2 Responses to The Effects of a Tax Receipt

  1. Brad June 21, 2011 at 10:55 am #

    I’m not generally a fan of James Buchanan, but I think his observation about deficit spending, termed “the Fiscal Illusion” are important to consider here. Buchanan suggests that deficit-spending makes us seem like we’re getting a good deal by getting more government for the same price(i.e. the same tax rate). Of course, we’re not actually getting a good deal, we’re just deferring paying for it. It’s as if we felt like we were buying a house for the cost of the down payment, not considering the cost of the mortgage.
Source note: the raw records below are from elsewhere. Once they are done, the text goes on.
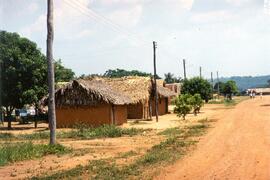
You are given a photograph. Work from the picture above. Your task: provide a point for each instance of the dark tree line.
(24, 72)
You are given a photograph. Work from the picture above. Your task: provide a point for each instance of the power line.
(101, 19)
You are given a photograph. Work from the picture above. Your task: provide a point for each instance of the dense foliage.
(24, 72)
(197, 86)
(229, 89)
(185, 103)
(62, 74)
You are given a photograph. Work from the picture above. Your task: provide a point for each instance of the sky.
(92, 36)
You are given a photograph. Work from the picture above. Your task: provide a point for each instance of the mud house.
(141, 92)
(90, 102)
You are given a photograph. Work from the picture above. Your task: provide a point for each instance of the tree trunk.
(51, 100)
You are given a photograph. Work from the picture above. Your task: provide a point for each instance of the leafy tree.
(62, 74)
(196, 102)
(221, 86)
(183, 105)
(229, 89)
(197, 86)
(268, 81)
(169, 78)
(117, 73)
(24, 72)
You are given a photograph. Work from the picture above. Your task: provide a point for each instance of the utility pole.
(218, 84)
(212, 80)
(155, 80)
(184, 65)
(51, 99)
(1, 109)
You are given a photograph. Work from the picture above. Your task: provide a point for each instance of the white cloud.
(128, 17)
(182, 4)
(38, 26)
(84, 33)
(211, 16)
(33, 7)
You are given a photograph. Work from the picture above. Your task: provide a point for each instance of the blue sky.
(91, 36)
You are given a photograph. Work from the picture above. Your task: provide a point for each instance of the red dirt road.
(238, 147)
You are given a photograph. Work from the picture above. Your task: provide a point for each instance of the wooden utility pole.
(155, 80)
(51, 100)
(212, 80)
(218, 84)
(184, 65)
(1, 110)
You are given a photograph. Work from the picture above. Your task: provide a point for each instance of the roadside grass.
(229, 103)
(80, 132)
(10, 153)
(178, 142)
(6, 135)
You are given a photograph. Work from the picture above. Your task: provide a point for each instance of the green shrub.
(183, 105)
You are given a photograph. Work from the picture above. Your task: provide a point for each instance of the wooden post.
(212, 80)
(113, 115)
(1, 107)
(184, 65)
(155, 80)
(218, 85)
(51, 100)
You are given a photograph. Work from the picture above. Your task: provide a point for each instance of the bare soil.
(87, 150)
(237, 148)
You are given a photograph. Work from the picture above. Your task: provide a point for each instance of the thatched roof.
(139, 89)
(89, 92)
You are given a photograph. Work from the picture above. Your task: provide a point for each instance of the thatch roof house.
(141, 92)
(91, 102)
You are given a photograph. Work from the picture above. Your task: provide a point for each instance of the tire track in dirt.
(238, 147)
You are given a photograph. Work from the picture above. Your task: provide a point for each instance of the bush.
(183, 106)
(186, 102)
(197, 103)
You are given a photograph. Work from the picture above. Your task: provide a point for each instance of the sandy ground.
(87, 150)
(237, 148)
(171, 120)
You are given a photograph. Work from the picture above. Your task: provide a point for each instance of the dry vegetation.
(136, 150)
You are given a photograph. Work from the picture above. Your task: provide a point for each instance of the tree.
(62, 74)
(197, 86)
(182, 105)
(23, 72)
(196, 102)
(229, 89)
(220, 85)
(169, 78)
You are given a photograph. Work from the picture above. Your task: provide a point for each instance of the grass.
(10, 153)
(79, 132)
(177, 143)
(227, 102)
(6, 135)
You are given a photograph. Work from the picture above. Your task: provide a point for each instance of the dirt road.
(238, 147)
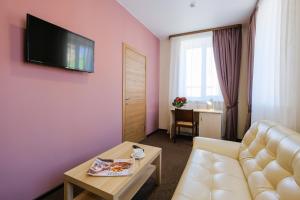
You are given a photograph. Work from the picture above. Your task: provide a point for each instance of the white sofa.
(265, 166)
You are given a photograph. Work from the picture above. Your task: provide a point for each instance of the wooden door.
(134, 95)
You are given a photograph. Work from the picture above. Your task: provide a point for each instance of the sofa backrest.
(270, 158)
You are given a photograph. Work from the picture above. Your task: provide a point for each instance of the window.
(199, 70)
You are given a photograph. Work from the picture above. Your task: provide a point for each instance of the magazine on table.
(111, 167)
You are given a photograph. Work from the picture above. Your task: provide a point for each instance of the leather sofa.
(264, 166)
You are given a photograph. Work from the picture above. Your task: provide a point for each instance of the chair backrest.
(270, 158)
(184, 115)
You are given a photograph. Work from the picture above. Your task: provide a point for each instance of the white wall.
(164, 84)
    The problem with the tax receipt idea is that it hides how much government services actually cost. For instance, if your tax receipt says you’re paying $3000 for national defense, it seems like a much better deal than the true cost, which is closer to $5000 before accounting for interest accrued on debt.

    In general, I like the idea of a tax receipt, but it should also include the amount of government that’s going to be financed by future taxpayers.

  2. Joel June 21, 2011 at 4:02 pm #

    I am surprised that you are surprised. Actually, I would have expected a tax receipt to have an impact – by making people even grumpier about their taxes, as just one more reminder of “how much” taxes they are paying.

    I don’t really think the average American cares *where* their taxes are going as much as we might assume. They just want less of it to go there.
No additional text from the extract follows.